Avatar jogloabang
Posted by jogloabang on July 07, 2019
PermenLHK 13/2019, Pendampingan Kegiatan Pembangunan di Bidang Kehutanan

Menteri Lingkungan Hidup dan Kehutanan Republik Indonesia Siti Nurbaya pada 2 April 2019 menandatangani Peraturan Menteri Lingkungan Hidup dan Kehutanan RI Nomor P.13/MENLHK/SETJEN/KUM.1/4/2019 tentang Pendampingan Kegiatan Pembangunan di Bidang Kehutanan.
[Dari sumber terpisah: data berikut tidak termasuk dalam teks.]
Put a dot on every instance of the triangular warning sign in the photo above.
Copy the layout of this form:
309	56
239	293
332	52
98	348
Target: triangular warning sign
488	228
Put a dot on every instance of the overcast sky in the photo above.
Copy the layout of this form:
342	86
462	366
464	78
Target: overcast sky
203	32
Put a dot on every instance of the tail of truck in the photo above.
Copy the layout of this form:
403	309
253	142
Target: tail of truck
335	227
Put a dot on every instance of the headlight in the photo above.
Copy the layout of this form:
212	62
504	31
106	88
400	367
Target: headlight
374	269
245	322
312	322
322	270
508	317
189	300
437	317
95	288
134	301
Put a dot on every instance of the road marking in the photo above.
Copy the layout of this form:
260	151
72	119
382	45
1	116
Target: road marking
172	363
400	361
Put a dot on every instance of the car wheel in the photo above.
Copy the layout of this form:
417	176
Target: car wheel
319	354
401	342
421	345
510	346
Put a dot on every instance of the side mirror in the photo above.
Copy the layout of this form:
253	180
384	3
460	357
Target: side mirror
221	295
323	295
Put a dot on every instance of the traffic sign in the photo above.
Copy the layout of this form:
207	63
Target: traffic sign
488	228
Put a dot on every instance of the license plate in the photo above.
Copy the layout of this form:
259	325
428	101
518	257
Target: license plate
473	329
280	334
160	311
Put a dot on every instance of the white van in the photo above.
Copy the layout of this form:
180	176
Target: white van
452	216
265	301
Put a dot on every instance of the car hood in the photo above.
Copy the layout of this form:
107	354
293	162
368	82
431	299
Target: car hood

PermenLHK P.13/MENLHK/SETJEN/KUM.1/4/2019 tentang Pendampingan Kegiatan Pembangunan di Bidang Kehutanan ini diundangkan dalam Berita Negara Republik Indonesia Tahun 2019 Nomor 431 oleh Dirjen Peraturan Perundang-undangan Kemenkumham Widodo Ekatjahjana pada 16 April 2019 di Jakarta.

Bunyi ketentuan Pasal 12 Peraturan Menteri ini menyatakan bahwa Peraturan Menteri Kehutanan Nomor P.29/Menhut-II/2013 tentang Pedoman Pendampingan Kegiatan Pembangunan Kehutanan (Berita Negara Republik Indonesia Tahun 2013 Nomor 703), dicabut dan dinyatakan tidak berlaku.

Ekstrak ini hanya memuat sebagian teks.